Unless the context clearly requires otherwise, throughout the description and the claims, the words "comprise", "comprising", and the like, are to be construed in an inclusive sense as opposed to an exclusive or exhaustive sense, that is to say, in the sense of "including, but not limited to". Conversely, the term "consists" or "consisting of" and the like are to be construed in an exclusive or exhaustive sense, that is to say , in the sense of "being limited to".

The entire disclosures of all applications, patents and publications cited above and below, if any, are herein incorporated by reference.

Reference to any prior art in this specification is not, and should not be taken as, an acknowledgement or any form of suggestion that that prior art forms part of the common general knowledge in the field of endeavour in any country in the world.

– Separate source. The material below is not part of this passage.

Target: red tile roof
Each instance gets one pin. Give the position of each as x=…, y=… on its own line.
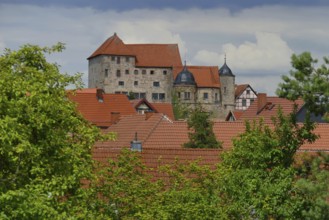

The invention may also be said broadly to consist in the parts, elements and features referred to or indicated in the specification of the application, individually or collectively, in any or all combinations of two or more of said parts, elements or features. Where in the foregoing description reference has been made to integers or components having known equivalents thereof, those integers are herein incorporated as if individually set forth.

It should be noted that various changes and modifications to the presently preferred embodiments described herein will be apparent to those skilled in the art. Such changes and modifications may be made without departing from the spirit and scope of the invention and without diminishing its attendant advantages. It is therefore intended that such changes and modifications be included within the present invention.